We want to pay them.

I am all for paying them.

The Senator was not recently.

You tried to shoot them.

I never did. I never tried to shoot a judge in my life.

Senator L'Estrange's Party did quite a lot.

The Minister can be acquitted. The point in this whole matter is the Minister's evasiveness. He has constantly misused the word "privilege". He has constantly said that the courts accept the Minister's word. They do. They accept it in order to keep a document out of the case. The Minister is not going to persuade me he is so stupid that he does not know the difference between keeping a document out of a case and putting it into a case. What he is doing is giving conclusive evidence against an accused person. That is not the law and never was the law. It is not allowed in England and would not be allowed here. There is some doubt as to whether, if he puts it in, he is doing something contrary to the Constitution.

The only conclusion I can come to is that the Minister is either deceiving himself or is engaged in the practice of deceiving the House. He was very evasive about this whole matter. He recommended us to read certain cases. He has told us he did not recommend us to read them for the purpose of elucidating what he had said about this subsection. I read an extract from the debates which proves he did tell us that. All any reported case suggests is that the Minister need not produce a document. This subsection provides for the production of a certificate, which is presumably a document, which is conclusive evidence that goes to prove the guilt of an accused.

The Minister should not be allowed to do that. It is not because he is unscrupulous. I do not think he is, or that he will be succeeded by an unscrupulous Minister but the Executive should not have that power over the citizen.
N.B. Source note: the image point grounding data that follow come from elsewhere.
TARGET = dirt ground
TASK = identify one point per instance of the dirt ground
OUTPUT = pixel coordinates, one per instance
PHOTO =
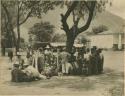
(110, 83)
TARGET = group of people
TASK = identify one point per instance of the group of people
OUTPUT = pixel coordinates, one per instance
(45, 63)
The courts should not be kept out of it. The Minister is deceiving the House about it. When we meet next time, I should like to see the Minister produce from the Attorney General an opinion that this subsection where the Minister gives a certificate which is conclusive evidence against an accused is already the law or the practice of the courts. It is not the practice of the courts and the Minister knows it is not, but he persists in saying it is. Senator Nash knows it is not. I do not know what the Senator meant by his last speech. He did not put down an amendment himself; he seemed to be satisfied with this amendment but apparently he is not. I do not think the House should be deceived on this important matter and I am therefore pressing this amendment.
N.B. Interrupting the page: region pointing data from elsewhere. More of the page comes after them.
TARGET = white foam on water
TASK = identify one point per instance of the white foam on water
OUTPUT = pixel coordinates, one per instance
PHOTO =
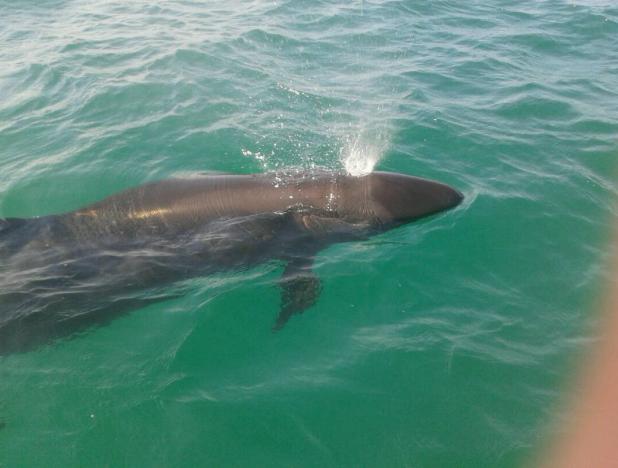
(362, 152)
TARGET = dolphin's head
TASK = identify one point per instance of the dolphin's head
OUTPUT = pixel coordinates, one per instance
(389, 199)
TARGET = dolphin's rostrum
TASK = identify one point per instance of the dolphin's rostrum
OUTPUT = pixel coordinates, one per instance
(61, 273)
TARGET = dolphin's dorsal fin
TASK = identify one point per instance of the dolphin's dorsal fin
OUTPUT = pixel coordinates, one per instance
(300, 288)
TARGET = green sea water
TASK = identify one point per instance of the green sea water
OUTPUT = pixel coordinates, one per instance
(444, 343)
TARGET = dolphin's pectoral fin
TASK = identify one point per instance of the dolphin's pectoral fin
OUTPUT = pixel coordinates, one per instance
(300, 288)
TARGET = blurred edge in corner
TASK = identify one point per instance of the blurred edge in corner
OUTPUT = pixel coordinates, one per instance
(590, 438)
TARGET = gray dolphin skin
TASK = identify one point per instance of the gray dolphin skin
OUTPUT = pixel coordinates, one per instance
(62, 273)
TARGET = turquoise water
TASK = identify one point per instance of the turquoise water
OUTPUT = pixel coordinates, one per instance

Question put: "That the word proposed to be deleted, stand."
The Seanad divided: Tá, 28; Níl, 14.

  • Ahern, Liam.
  • Boland, Gerald.
  • Brady, Seán.
  • Brennan, John J.
  • Browne, Seán.
  • Cole, John C.
  • Farrell, Joseph.
  • Fitzsimons, Patrick.
  • Flanagan, Thomas P.
  • Hogan, Daniel.
  • Killilea, Mark.
  • Lahiffe, Robert.
  • McGlinchey, Bernard.
  • Moloney, Daniel J.
  • Mooney, Joseph M.
  • Nash, John Joseph.
  • Nolan, Thomas.
  • Ó Ciosáin, Éamon.
  • Ó Donnabháin, Seán.
  • Ó Maoláin, Tomás.
  • O'Reilly, Patrick.
  • O'Sullivan, Ted.
  • Ruane, Thomas.
  • Ryan, Eoin.
  • Ryan, Patrick W.
  • Ryan, William.
  • Sheldon, William A.W.
  • Yeats, Michael.

Níl

  • Butler, John.
  • Carton, Victor.
  • Crowley, Patrick.
  • Fitzpatrick, Thomas
  • Hayes, Michael.
  • L'Estrange, Gerald.
  • Lindsay, Patrick J.
  • Davidson, Mary F.
  • Desmond, Cornelius.
  • Dooge, James C.I.
  • McDonald, Charles.
  • Murphy, Dominick F.
  • Ross, J.N.
  • Stanford, William B.
Tellers:—Tá: Senators Farrell and Ó Donnabháin; Níl: Senators Fitzpatrick and L'Estrange.
Question declared carried.
Debate adjourned.

Sul a gcuirim an Seanad ar ath-ló, ba mhaith liom beannachta na Nollag agus na h-aithbhliana a ghuí do gach Seanadóir agus don Chléireach agus don Leas-Chléireach. Gach beannacht agus rath go raibh oraibh go léir.

The Seanad adjourned at 10.20 p.m. sine die.